I tried to awaken my friend to what was going on, and how she had been jackbooted. She just couldn't bring herself to forfeit the life she had let be created for herself and her children within the church.

I watched that evangelical church emerge in 1983, when the members broke away from the mainstream denominations and held services in the high school music room. I attended for a while back then and saw where they were headed ' which was nowhere ' which is where they are today, even though they have a huge sprawling complex. They are taking up everything you outlined in your article. They have to constantly watch for the next new trendy thing to be involved in so they don't get stale. They're slaves to watching for the next new thing, so they can embrace it. Lenin was absolutely right ' religion is their opium and they can't break their habit. They don't give a hoot about anything other than their Sunday morning fix.

You have hit upon it with the Emergent Church article, but 'it' has not yet been labeled. It's sin, and it's addiction, and it's delusion.

I heard it put that addiction is a spirit, and spirits have appetites. The congregations are all in place doing what they will keep doing, and they desperately need to be deprogrammed but they'll stone you to death before they'll ever see it that way. Quite simply, they've all been given over.
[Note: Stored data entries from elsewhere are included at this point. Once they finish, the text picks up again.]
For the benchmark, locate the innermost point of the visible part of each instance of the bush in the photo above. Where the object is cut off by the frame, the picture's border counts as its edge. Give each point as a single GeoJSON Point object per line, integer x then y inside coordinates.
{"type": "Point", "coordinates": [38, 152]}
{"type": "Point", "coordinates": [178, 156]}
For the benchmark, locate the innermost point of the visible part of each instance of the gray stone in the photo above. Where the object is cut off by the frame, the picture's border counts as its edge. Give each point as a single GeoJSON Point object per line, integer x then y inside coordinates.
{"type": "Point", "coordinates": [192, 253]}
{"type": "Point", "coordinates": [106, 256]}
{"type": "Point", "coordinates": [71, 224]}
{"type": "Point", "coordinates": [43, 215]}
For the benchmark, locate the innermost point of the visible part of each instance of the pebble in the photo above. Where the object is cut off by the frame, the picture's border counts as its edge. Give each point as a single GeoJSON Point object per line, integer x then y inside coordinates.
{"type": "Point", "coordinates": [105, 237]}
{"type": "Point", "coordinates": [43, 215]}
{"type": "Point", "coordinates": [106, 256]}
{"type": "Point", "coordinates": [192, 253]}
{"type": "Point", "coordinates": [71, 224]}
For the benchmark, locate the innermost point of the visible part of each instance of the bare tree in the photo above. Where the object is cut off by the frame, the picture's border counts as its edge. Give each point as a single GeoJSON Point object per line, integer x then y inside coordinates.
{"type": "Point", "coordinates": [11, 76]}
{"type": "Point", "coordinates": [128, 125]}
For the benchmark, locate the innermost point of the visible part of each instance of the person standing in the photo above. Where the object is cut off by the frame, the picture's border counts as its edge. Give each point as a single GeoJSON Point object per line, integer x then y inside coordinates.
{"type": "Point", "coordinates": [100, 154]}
Those of us who have been spared, stand here spared, gaping in horror of what we've been spared from within not only the emergent church, but the mainstream churches as well.

The evangelicals who fled the mainstream churches smugly thought they'd escaped from something terrible, only they brought themselves and their delusions along with them to the new emergent church. They deluded themselves into believing that the churches were the problem. Whereas they were always the problem for looking to the churches as places where they could feed their addiction to worshipping themselves.

My point isn't to criticize them. They're gone. They're gone to enjoying their reward. I go on with my life and eagerly look forward to walking onto my next IDF base where I will love the young Jew soldiers.

Thank you for writing the article and asking for comment.